I discuss with my staff and students about changing the way we talk with children. I challenge them and myself to think about what message you are really wanting them to hear. Finding other things to talk to children is my mission! We need to change our words from praise to encouragement.
What’s the difference between praise and encouragement? Praise is the ‘good jobs’, the ‘awesome’s’, all the ‘wonderful’s’ we give children without really seeing what they are doing. They are all the vague, non-descript, blanket statements we so often say. Praise is more focused on the end product and comes from the others. Praise can come in many forms. It can even manifest itself into rewards such as stickers and stars which bring another whole challenge! (but this I shall leave for another time!)
Encouragement is more focused on the effort, the process. It says you noticed and gave credit to how hard I am working on a task even if I can’t complete it or figure it out. Encouragement might even come in the form of a question.
A child cleans up his toys; “Thanks for cleaning up. I really appreciate the help.”
A child puts on her jacket all by herself; “You were able to that all by yourself.”
A child struggles to create a structure with blocks; “I saw you really worked hard on trying to figure out how to make those blocks balance. What ways did you try? Tell me about how you got it to work.”
A child trying to use scissors; “I saw you were very determined to figure out those scissors.”
A child having to wait for a toy; “you were very patient waiting until she was done with that toy. It’s har to wait sometimes.”
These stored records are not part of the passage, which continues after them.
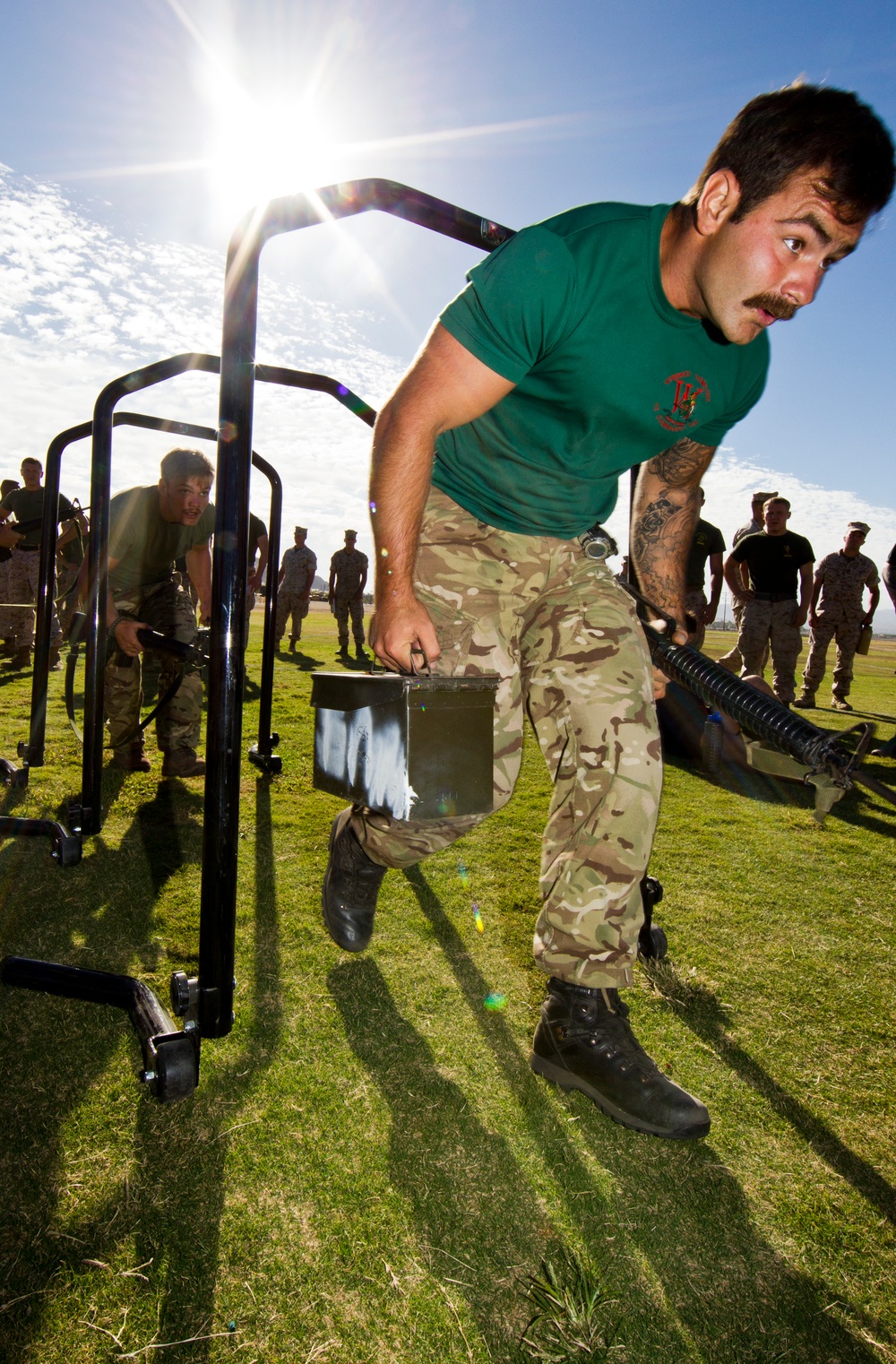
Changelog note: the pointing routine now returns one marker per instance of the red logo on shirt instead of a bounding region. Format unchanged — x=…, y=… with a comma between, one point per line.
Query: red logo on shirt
x=681, y=415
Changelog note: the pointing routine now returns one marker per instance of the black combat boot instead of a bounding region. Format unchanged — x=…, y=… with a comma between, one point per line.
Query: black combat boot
x=584, y=1042
x=350, y=887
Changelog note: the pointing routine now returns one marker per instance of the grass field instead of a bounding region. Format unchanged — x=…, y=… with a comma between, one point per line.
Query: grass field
x=370, y=1170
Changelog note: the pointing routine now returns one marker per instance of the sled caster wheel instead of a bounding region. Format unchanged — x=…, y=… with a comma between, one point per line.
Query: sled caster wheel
x=660, y=943
x=652, y=944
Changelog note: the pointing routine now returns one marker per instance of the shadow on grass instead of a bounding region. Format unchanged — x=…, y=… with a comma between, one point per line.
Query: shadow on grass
x=470, y=1199
x=169, y=1204
x=728, y=1291
x=705, y=1016
x=302, y=660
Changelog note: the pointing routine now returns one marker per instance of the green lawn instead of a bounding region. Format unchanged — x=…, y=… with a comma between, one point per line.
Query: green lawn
x=370, y=1170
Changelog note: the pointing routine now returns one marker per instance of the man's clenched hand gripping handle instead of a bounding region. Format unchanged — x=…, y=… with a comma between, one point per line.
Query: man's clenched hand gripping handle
x=663, y=522
x=446, y=386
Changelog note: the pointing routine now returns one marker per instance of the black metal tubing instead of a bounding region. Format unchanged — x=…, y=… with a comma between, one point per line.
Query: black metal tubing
x=171, y=1058
x=65, y=847
x=228, y=580
x=262, y=753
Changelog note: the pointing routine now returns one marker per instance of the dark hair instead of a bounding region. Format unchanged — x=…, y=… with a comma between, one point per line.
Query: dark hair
x=185, y=464
x=806, y=127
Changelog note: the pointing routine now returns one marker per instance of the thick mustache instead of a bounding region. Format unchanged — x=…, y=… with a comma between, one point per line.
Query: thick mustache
x=780, y=308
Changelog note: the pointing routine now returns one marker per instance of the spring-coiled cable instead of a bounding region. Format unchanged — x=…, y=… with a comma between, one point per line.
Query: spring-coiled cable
x=762, y=715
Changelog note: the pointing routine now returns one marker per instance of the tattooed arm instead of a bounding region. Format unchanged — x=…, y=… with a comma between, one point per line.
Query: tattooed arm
x=663, y=520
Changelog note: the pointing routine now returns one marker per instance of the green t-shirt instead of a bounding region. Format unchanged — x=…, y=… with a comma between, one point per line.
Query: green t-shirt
x=708, y=539
x=143, y=543
x=28, y=505
x=607, y=373
x=773, y=561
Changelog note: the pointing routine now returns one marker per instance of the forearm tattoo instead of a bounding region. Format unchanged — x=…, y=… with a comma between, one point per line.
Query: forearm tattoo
x=684, y=462
x=650, y=522
x=665, y=519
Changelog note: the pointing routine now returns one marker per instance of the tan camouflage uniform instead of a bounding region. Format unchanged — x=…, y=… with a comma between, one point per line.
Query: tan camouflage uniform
x=349, y=565
x=768, y=625
x=839, y=617
x=694, y=603
x=733, y=658
x=168, y=609
x=7, y=614
x=292, y=593
x=23, y=572
x=566, y=643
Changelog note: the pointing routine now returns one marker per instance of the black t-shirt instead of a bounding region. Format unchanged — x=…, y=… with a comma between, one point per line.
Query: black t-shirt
x=28, y=504
x=708, y=539
x=775, y=561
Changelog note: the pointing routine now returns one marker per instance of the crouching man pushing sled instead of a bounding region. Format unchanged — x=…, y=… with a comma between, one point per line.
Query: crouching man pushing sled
x=605, y=337
x=149, y=528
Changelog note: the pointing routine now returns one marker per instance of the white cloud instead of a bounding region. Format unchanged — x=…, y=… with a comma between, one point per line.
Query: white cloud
x=822, y=514
x=80, y=306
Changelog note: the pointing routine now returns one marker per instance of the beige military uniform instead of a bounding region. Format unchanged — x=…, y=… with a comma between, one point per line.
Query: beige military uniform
x=839, y=617
x=566, y=643
x=299, y=565
x=350, y=570
x=733, y=658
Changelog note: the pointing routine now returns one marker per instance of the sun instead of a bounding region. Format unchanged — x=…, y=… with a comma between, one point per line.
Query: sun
x=262, y=151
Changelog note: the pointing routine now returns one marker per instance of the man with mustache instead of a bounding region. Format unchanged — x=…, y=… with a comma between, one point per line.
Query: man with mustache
x=606, y=337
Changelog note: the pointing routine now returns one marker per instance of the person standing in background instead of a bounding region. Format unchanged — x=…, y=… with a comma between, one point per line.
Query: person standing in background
x=28, y=505
x=348, y=574
x=779, y=562
x=733, y=659
x=294, y=588
x=708, y=543
x=840, y=582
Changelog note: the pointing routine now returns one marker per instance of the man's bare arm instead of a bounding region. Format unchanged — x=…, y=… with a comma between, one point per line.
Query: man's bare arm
x=199, y=570
x=444, y=388
x=262, y=562
x=805, y=593
x=663, y=522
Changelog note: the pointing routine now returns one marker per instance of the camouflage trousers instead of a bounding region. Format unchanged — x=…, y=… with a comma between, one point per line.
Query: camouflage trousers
x=289, y=605
x=168, y=609
x=847, y=637
x=342, y=608
x=694, y=603
x=65, y=595
x=564, y=637
x=768, y=625
x=23, y=569
x=7, y=616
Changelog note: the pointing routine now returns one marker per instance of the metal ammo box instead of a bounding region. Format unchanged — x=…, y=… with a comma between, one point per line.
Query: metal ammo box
x=412, y=747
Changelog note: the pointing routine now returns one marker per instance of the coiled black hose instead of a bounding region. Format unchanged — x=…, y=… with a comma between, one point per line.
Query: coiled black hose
x=762, y=715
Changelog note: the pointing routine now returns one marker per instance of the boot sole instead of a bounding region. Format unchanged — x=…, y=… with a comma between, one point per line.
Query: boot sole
x=567, y=1082
x=360, y=947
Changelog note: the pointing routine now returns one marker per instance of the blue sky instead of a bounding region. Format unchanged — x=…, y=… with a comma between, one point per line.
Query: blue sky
x=514, y=109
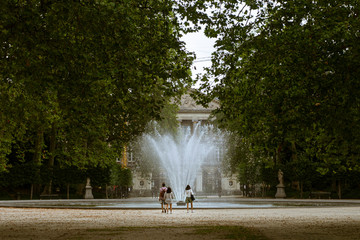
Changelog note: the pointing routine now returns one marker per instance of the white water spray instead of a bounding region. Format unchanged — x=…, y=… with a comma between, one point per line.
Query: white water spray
x=182, y=156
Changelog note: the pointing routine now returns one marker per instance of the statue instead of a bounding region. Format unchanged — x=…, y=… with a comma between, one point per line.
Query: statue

Research has proven children who are continuously told what a good job they are doing and how smart they are eventually stop trying. They are scared that they will fail and they will not be seen as smart anymore. Children who are encouraged continue to try new things. To them making mistakes is part of the process and not as failing. (Pink, Daniel, 2009)
The late, great Bev Bos was a true leader in childcare. She was known in her program for giving people a little pinch when she heard them saying ‘good ‘job’ to a child. Now, I would never resort to that but I must admit I do cringe a little inside whenever I hear an adult saying to a child, “good job”.
My challenge to you is to find another way to say good job to a child without actually saying ‘good job’.
The way we talk to children becomes their inner voice.